All the major players in JT's life are given the same detailed treatment, including JT's father Isaac, his mother Trudy, Joni Mitchell, Kathryn Walker, and especially Carly Simon. Carly's tumultuous relationship with JT spans multiple chapters, shedding light on what brought them together and the problems that eventually tore them apart.
The book isn't flawless, but it's by far the most complete and exhaustively-researched work ever written about JT and comes highly recommended.
-- Joel Risberg - November 7, 2000
Other Reviews
Seattle Times - December 8, 2000
More Information
From the Publisher
Many musicians sing about heartache, despair, and confusion, but few have experienced those feelings more intensely than James Taylor, who rose from a childhood of privilege as the son of an affluent medical school dean to become a modern-day troubadour and pop superstar.
When he was seventeen years old, his demons led him to a Massachusetts mental institution where he confronted them the only way he knew how, by writing his first songs. Thirty years later, Taylor's songs are among the most popular in the annals of music, but the demons are still with him.

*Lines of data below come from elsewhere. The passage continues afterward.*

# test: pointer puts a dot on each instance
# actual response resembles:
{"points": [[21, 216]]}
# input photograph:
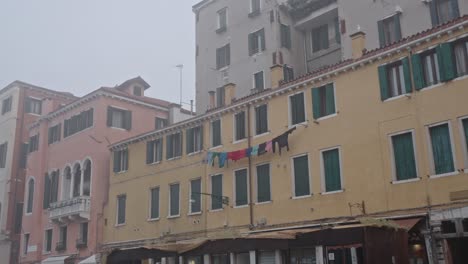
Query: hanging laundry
{"points": [[269, 146], [237, 155], [282, 140], [254, 151]]}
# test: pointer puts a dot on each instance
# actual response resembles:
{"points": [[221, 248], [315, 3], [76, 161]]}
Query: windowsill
{"points": [[261, 135], [326, 117], [444, 175], [406, 181], [395, 98], [332, 192], [301, 197], [173, 216]]}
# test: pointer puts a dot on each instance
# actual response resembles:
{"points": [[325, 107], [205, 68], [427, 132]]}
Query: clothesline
{"points": [[280, 141]]}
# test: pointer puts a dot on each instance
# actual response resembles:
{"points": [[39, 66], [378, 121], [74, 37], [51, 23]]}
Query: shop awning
{"points": [[55, 260], [90, 260]]}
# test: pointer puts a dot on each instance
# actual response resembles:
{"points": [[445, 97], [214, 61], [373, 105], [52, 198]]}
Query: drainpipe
{"points": [[249, 144]]}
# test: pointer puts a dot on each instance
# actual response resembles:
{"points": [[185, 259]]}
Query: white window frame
{"points": [[431, 155], [190, 197], [290, 124], [169, 216], [464, 143], [234, 125], [211, 191], [293, 190], [322, 171], [256, 184], [235, 187], [253, 79], [150, 200], [392, 156], [254, 120]]}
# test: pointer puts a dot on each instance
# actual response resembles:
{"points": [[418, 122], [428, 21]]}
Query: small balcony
{"points": [[70, 210]]}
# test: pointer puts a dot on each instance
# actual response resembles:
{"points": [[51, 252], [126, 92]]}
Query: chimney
{"points": [[212, 99], [229, 93], [277, 75], [358, 43]]}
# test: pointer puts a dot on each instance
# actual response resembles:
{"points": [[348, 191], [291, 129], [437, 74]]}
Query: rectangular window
{"points": [[174, 145], [217, 192], [26, 244], [222, 20], [256, 42], [48, 241], [3, 153], [261, 119], [259, 83], [154, 151], [154, 203], [443, 11], [216, 133], [194, 139], [121, 207], [241, 189], [195, 196], [119, 118], [223, 56], [331, 170], [34, 143], [323, 101], [441, 146], [263, 183], [160, 123], [6, 105], [301, 176], [174, 199], [404, 158], [120, 160], [296, 109], [54, 133], [395, 79], [460, 50], [239, 126], [320, 38], [285, 36], [33, 106], [389, 30]]}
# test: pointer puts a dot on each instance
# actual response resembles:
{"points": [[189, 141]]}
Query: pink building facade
{"points": [[67, 177]]}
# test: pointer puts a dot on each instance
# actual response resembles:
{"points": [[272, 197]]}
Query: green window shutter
{"points": [[301, 176], [330, 99], [195, 190], [381, 33], [150, 152], [263, 183], [217, 192], [407, 75], [241, 187], [418, 73], [441, 149], [316, 103], [175, 191], [331, 165], [446, 64], [383, 79], [405, 162]]}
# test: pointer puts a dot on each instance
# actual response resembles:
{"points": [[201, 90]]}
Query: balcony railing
{"points": [[73, 209]]}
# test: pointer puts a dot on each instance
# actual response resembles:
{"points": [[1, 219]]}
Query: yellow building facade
{"points": [[380, 144]]}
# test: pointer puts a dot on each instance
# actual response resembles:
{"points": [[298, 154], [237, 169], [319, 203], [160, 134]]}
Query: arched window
{"points": [[30, 196], [66, 187], [76, 180], [87, 178]]}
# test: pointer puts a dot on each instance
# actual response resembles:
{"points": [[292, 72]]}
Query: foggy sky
{"points": [[80, 45]]}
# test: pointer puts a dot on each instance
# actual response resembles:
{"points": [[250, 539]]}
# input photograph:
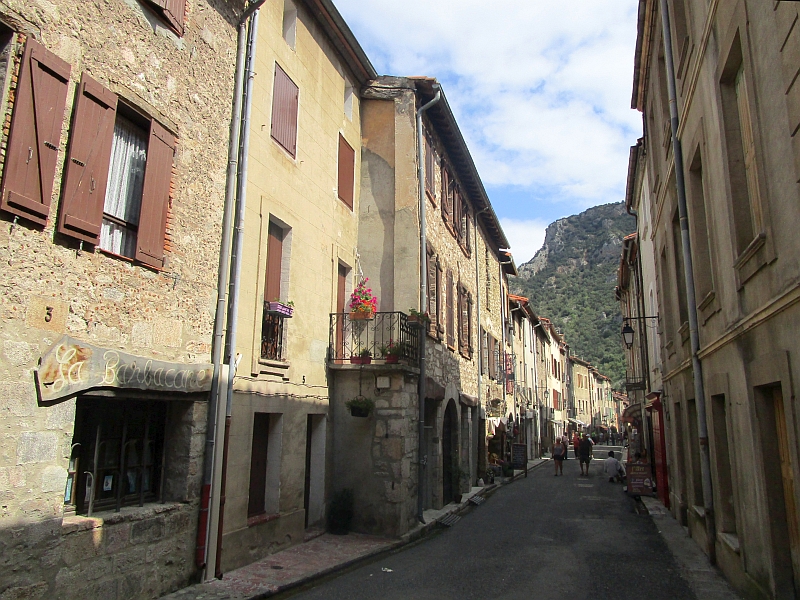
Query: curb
{"points": [[422, 531]]}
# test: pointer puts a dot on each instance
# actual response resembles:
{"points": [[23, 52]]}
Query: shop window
{"points": [[117, 456]]}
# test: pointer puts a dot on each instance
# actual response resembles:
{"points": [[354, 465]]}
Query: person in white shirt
{"points": [[613, 468]]}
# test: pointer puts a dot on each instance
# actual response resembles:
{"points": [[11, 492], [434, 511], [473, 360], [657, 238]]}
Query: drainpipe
{"points": [[699, 390], [204, 525], [423, 293]]}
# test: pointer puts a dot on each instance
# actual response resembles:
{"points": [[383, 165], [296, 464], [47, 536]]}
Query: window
{"points": [[32, 150], [117, 454], [430, 165], [272, 322], [703, 279], [171, 12], [117, 180], [347, 165], [434, 294], [348, 99], [740, 144], [285, 96], [289, 23], [451, 311]]}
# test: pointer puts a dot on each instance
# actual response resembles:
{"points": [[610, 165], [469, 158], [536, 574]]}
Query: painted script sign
{"points": [[71, 366]]}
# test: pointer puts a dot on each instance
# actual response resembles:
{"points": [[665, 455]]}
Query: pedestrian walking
{"points": [[613, 468], [585, 450], [559, 450]]}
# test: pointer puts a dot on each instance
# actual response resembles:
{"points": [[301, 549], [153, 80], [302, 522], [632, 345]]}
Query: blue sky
{"points": [[541, 91]]}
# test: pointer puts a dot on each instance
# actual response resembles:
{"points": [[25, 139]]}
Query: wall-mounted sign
{"points": [[70, 367]]}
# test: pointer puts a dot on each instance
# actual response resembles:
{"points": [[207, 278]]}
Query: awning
{"points": [[468, 400]]}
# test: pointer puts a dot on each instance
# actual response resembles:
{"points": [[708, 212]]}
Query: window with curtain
{"points": [[124, 189]]}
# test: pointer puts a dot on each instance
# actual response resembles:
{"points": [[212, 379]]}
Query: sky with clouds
{"points": [[541, 91]]}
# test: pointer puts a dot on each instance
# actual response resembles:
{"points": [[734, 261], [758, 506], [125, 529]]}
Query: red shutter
{"points": [[88, 156], [32, 152], [155, 196], [284, 111], [272, 287], [347, 166]]}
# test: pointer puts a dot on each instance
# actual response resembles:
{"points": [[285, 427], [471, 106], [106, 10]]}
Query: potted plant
{"points": [[414, 316], [363, 302], [340, 512], [280, 309], [360, 406], [392, 351]]}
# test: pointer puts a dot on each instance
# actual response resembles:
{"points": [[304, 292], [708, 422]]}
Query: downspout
{"points": [[204, 524], [699, 390], [423, 293], [234, 286]]}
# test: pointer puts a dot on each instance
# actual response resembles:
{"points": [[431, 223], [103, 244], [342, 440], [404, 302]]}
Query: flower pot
{"points": [[362, 315], [359, 411], [280, 309]]}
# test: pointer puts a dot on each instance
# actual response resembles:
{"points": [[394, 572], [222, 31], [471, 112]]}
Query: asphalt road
{"points": [[565, 538]]}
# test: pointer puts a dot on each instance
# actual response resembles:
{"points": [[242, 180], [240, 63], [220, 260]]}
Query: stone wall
{"points": [[377, 456]]}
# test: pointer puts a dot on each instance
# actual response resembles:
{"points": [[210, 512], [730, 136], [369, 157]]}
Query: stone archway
{"points": [[450, 441]]}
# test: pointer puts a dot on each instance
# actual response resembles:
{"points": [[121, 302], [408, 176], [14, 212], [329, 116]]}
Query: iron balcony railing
{"points": [[384, 332]]}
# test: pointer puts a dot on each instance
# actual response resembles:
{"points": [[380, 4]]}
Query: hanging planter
{"points": [[360, 406]]}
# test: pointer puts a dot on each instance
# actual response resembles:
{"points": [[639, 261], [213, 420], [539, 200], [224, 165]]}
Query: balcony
{"points": [[352, 338]]}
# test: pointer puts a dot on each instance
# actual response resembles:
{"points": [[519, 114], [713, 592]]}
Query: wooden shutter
{"points": [[256, 503], [451, 334], [155, 196], [272, 287], [88, 156], [484, 351], [32, 152], [171, 11], [347, 166], [284, 111]]}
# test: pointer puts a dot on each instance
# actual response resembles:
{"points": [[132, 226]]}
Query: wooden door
{"points": [[787, 475]]}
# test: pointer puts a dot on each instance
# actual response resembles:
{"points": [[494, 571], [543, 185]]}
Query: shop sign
{"points": [[70, 367], [640, 479]]}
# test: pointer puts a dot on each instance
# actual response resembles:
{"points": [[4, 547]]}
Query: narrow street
{"points": [[541, 537]]}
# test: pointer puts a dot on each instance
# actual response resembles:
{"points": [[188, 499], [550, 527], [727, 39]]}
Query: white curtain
{"points": [[124, 190]]}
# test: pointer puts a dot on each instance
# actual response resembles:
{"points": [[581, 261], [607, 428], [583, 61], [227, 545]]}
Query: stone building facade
{"points": [[301, 250], [735, 70], [114, 146]]}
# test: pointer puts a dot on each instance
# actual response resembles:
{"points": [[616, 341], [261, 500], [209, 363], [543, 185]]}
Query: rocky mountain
{"points": [[571, 281]]}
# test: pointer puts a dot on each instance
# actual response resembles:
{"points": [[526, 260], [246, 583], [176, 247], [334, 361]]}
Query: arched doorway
{"points": [[449, 451]]}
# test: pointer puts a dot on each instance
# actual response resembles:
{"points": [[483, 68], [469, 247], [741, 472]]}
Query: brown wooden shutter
{"points": [[284, 111], [155, 196], [451, 313], [32, 152], [256, 502], [88, 156], [272, 287], [172, 11], [347, 166]]}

But unlike many of his contemporaries who faced a similar struggle, Taylor managed to emerge as an inspirational figure. Fire and Rain traces this remarkable path, including his troubled marriage to pop star Carly Simon and the premature alcoholism-related death of his brother: Taylor's ten-month stay in the exclusive private psychiatric institution where he finished high school; His self-imposed exile to England where he submitted some of his music to the Beatles' Apple Records, which signed him to his first record contract in 1968. Paul McCartney mentored Taylor's early career; The story behind his second album, Sweet Baby James, which contained the song "Fire and Rain" about the hopelessness of mental illness and suicide; As Taylor's fame increased, so did his problems with heroin, alcohol, and mental illness. In the seventies, the singer nearly fell over the edge many times.
Kirkus Reviews
The turbulent life, loves, and career of pop star James Taylor. With such classic hits as ``You've Got a Friend,'' ``Carolina on my Mind,'' ``Handyman,'' ``Mexico,'' and ``Fire and Rain,'' the venerable Taylor has been one of popular music's biggest stars since the late '60s, when he went to England to begin his recording career. As Halperin shows repeatedly, Taylor, who battled an addiction to heroin and other drugs for years, has not had an easy time of it. His story, however, hardly starts out as the saga of a tortured artist. He was born to Isaac and Trudy Taylor, a happy, loving couple who lived in an upper-middle-class region of Massachusetts, waiting to occupy a great deal of the biographer's time. Halperin contends that the younger Taylor's self-destructive habits were inherited by the men in his family (James's older brother, Alex, also suffered from a heroin addiction, which eventually killed him). Halperin, glossing over James's normal teenage angst and his isolation from other young people, also makes a case, a much stronger one, that James began his descent into addiction when Isaac began to withdraw from his family. Whatever their cause, James's feelings of alienation would lead him into a mental hospital during his late teens. Even after Taylor's first taste of success, with 1970's Sweet Baby James, which landed him on the cover of Time in 1971, he would slip back into battles with drugs and alcohol. According to Halperin, those consistent transgressions into his old ways, together with their mutual jealousies, eventually destroyed his marriage to fellow pop star Carly Simon. Despite the amount of time Halperin spends on Taylor's considerable difficulties, the affection he has for Taylor's music, best exhibited by the interviews with fans that are scattered throughout the book, shines throughout.